La grande question de la valeur de l’immatériel

L’analyse de la valeur est certainement l’une des problématiques les plus difficiles à appréhender. On le voit dans le domaine du management des systèmes d’information et de la création de valeur des technologies pour les métiers, avec de nombreux débats et évaluations contradictoires. C’est, plus largement, la problématique de la valeur des œuvres immatérielles.

Stéphane Distinguin, fondateur de l’agence Fabernovel, s’est penché sur cette question, à travers l’art. Son ouvrage est né pendant le premier confinement de 2020, alors que toutes les activités culturelles étaient à l’arrêt et qu’il fallait trouver de l’argent pour sauver le monde de la culture, au lieu d’alourdir la dette publique.

Et si on vendait La Joconde ? Au-delà de cette idée simple, qui peut paraître aberrante, cette question met en exergue la notion de valeur : vendre La Joconde, certes, mais à quel prix ? En 1811, elle était estimée à 90 000 francs, tandis que le tableau La Transfiguration, de Raphaël, était valorisé 1,5 millions de francs. La Joconde avait été acquise en 1519 par François 1er en échange de 4 000 écus d’or, soit l’équivalent d’un à deux millions d’euros d’aujourd’hui.

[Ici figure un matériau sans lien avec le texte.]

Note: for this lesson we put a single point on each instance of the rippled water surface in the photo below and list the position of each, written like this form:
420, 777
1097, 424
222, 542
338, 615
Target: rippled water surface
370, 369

« La Joconde vaut cher, très cher, au moins un milliard », assure Stéphane Distinguin. Pour les œuvres artistiques, c’est souvent le support qui crée la valeur. Ainsi, par exemple, un tableau de Van Gogh vaut plusieurs millions de dollars, alors qu’une symphonie de Beethoven ne vaut rien (on la trouve gratuitement sur Internet).

Dans le premier cas, c’est le support, unique, qui crée la valeur. Dans le second c’est le processus : certains sont prêts à payer plusieurs centaines d’euros pour entendre Beethoven joué par l’orchestre de Vienne. Pour La Joconde, on est dans le premier cas avec, en outre, une autre caractéristique : son inaliénabilité. « Que serait le Louvre sans la Joconde ? Moins que le Louvre. Mais que serait la Joconde sans le Louvre ? Pas l’œuvre d’art la plus connue au monde non plus. La Joconde est ce qu’elle est car elle appartient au Louvre. Si Mona Lisa était vendue et quittait le Louvre, elle perdrait son statut. Car la valeur de toute œuvre, c’est son contexte », ajoute l’auteur.

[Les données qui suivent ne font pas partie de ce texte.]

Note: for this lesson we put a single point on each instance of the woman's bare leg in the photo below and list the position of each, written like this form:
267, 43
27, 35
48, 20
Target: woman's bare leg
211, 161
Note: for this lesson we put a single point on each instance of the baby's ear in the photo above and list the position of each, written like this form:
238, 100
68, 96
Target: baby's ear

Celui-ci nous rappelle que Léonard de Vinci était, avant l’heure, un maître du digital, avec sa technique du sfumato, « il fignolait pendant des mois, voire des années pour le portait de Mona Lisa, ses tableaux en employant le « gras des doigts ».

Voilà le mystère de la Joconde : une œuvre digitale qui devient presque numérique à force de s’affranchir du geste analogique, celui du toucher et de sa sensibilité. » Lorsque le Louvre a analysé la Joconde au microscopoe, le laboratoire a établi que Leonard de Vinci avait mis au point un vernis, à base de manganèse, qu’il était le seul à utiliser.

« Un autre objet est fabriqué à partir de couches de manganèse mesurables au microscope. Il s’agit du premier prototype d’ordinateur quantique conçu par IBM à San José, en Californie, un projet qui vise à faire passer tous les ordinateurs autour de nous pour de vieilles machines à vapeur après les avoir remplacés par des vaisseaux spatiaux », rappelle Stéphane Distinguin.

La Joconde serait-elle donc l’objet le plus proche d’un prototype d’ordinateur quantique ? L’auteur le pense : « En tous cas, ces couches microscopiques, si elles étaient du silicium plutôt que du manganèse, seraient dans le principe proches de ce qui est à l’origine de la révolution numérique : le fondement des micro-processeurs, qui sont le cœur et le cerveau de nos ordinateurs et les objets manufacturés les plus complexes jamais produits. »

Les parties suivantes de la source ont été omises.